|On the dog park walk|
Peak summer, really. Just a glorious June day that makes one pine with nostalgia. 74 degrees and full sun and the path to the dog park was too beautiful to be lived up to. I took pictures of a daisy-filled field but you can't bottle beauty. A Wordsworthian stream rolled past, like an elegiac watercolor.
At the end I decided to scout new entrances to the woods and found one. Was lifted up, in spirit, by those old, gnarly trees, climbing skyward. I relished the greenery and tried to look at it from the eyes of a Jeff Culbreath, a Californian used to aridity who enjoyed seeing the lushness. I can see the appeal of this place; how fortunate we are where we are, and yet too often we aim to escape it. It was so beautiful in that equinox sun, the leaves dripping with green, harboring wreathed coronas at the top. You can get a sense of the glory of God there, you can.
Interesting to ponder (from "Word Among Us"), especially inasmuch as so many saints had a special devotion to the child Jesus.
"The most popular religious paintings are of the newborn Christ Child in the arms of His Mother—a very awesome thing. God became man; born of a woman. In the Incarnation, God, while remaining God, became one of us. A very humbling thought. No wonder artists are drawn to depict the unimaginable event. God could so love the world, God would send His only Son to teach us how to know the Father."Too often when I see those pictures I see a mother and a child, not a human mother and the pre-existing, eternal God in an infant. It's not too far afield from the Eucharist where God becomes bread and wine.

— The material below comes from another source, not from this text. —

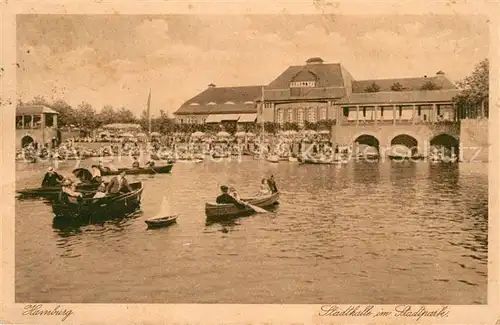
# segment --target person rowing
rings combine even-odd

A definition of what I think God loves to do with us:
Easter Egg (in media):"An Easter egg is an intentional inside joke, a hidden message, or a secret feature of an interactive work (often, a computer program or video game). The name is used to evoke the idea of a traditional Easter egg hunt."Similarly I think of how many "Easter eggs" God has planted among us, such as when God was snuck into the temple as a baby and only a couple elderly people "got" the hidden message. Or when unbeknownst to him, Simon of Cyrene took part in the solemn ritual for which he had come - the sacrifice of the Pascal Lamb.
Mary herself, so hidden as far as not having a lot written about her in the New Testament, exploded in popularity and to this day is still somewhat a secret mainly known by Catholics and Orthodox Christians.
And of course the Eucharist, God masquerading as bread and wine, is the ultimate Easter egg in plain view but obscured unless you know where to look.
After visiting the Morgan library I read up a bit on him. He contained multitudes. He was particularly fond of the art of the Middle Ages, was a huge proponent of visual art and beauty, a collector and hard-worker, and yet perhaps counter-intuitively was to the end a Low Church Anglican. His creed was (literally written in his will) that he depended on Christ and considered works worthless. Very Luther-ish.
He never had a strong sense of sin - he committed adultery easily, considering it okay if it was discrete. He also never felt guilt for the income disparity between himself and the poor seeing how he felt working for Wall Street was honorable and helping the common good.
It was tragic to read of his periodic battles with depression and how at the end he basically collapsed, became paranoid and depressed and feared greatly that he would lose his mind, which he did to a great extent. It's not certain what he died of, perhaps a cardiac event, but certainly the depression was acute and the mental illness as well during that last six months.
He was sensitive to criticism, not unlike our 45th president. Partially the poor mood seems the results of a heavy wave of criticism directed at him for his work just after the Panic of '07 when he acted as a defacto central banker.